Mr. MORAN. Mr. Speaker, I would like to draw the House's attention to the compelling issue of climate change that the House majority continues to refuse to address. There are a number of us who plan on speaking every day on the House floor on the need for Congress to take action on climate change. We are making this commitment because this Chamber is filled with such a large collection of climate deniers.
It is here in Congress, though, where a long-term strategy to address this issue will have to be crafted if we are to avoid the worst-case scenario and the catastrophic consequences of climate change.
Today, there should be complete consensus on the science of climate change: that the higher concentrations of greenhouse gases over the past 50 years are due to human activity; that the rapid increase in global temperature could not have been caused by natural factors alone; and that the severe temperatures and extreme weather events we have experienced in recent years, including the devastation brought by Hurricane Sandy, all fit into the predictive pattern of global climate change.
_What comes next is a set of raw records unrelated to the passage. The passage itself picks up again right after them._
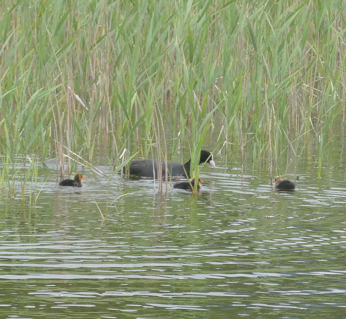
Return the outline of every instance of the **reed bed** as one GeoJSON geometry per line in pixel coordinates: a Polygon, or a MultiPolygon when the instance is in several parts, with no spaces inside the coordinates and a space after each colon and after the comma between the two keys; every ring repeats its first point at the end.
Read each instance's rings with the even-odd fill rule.
{"type": "Polygon", "coordinates": [[[2,188],[20,178],[19,155],[58,157],[62,177],[72,153],[92,163],[98,141],[115,172],[125,149],[128,160],[138,152],[167,161],[181,141],[197,175],[213,136],[217,150],[236,144],[243,164],[251,150],[276,174],[283,152],[297,165],[297,150],[312,143],[320,174],[333,126],[345,122],[345,7],[3,0],[2,188]]]}

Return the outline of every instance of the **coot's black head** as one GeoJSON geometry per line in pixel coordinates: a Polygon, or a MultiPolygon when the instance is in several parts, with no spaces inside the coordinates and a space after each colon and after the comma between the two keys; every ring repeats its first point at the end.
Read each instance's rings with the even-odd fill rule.
{"type": "Polygon", "coordinates": [[[214,162],[213,154],[210,152],[206,151],[205,149],[202,149],[201,151],[201,157],[199,159],[199,164],[200,164],[202,163],[209,163],[214,168],[216,167],[215,166],[215,163],[214,162]]]}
Failure to take action dooms future generations to more powerful and destructive weather events, alters our coastlines, and subjects our nation to more droughts and food scarcity.
Mr. Speaker, an overwhelming majority of the public accepts these scientific findings and understands a status quo energy policy heavily dependent on the burning of fossil fuels must change.
It is not only unsustainable but injurious to our nation's future.
In the coming weeks we will be highlighting the consequences of continued inaction and ways we can move forward with solutions.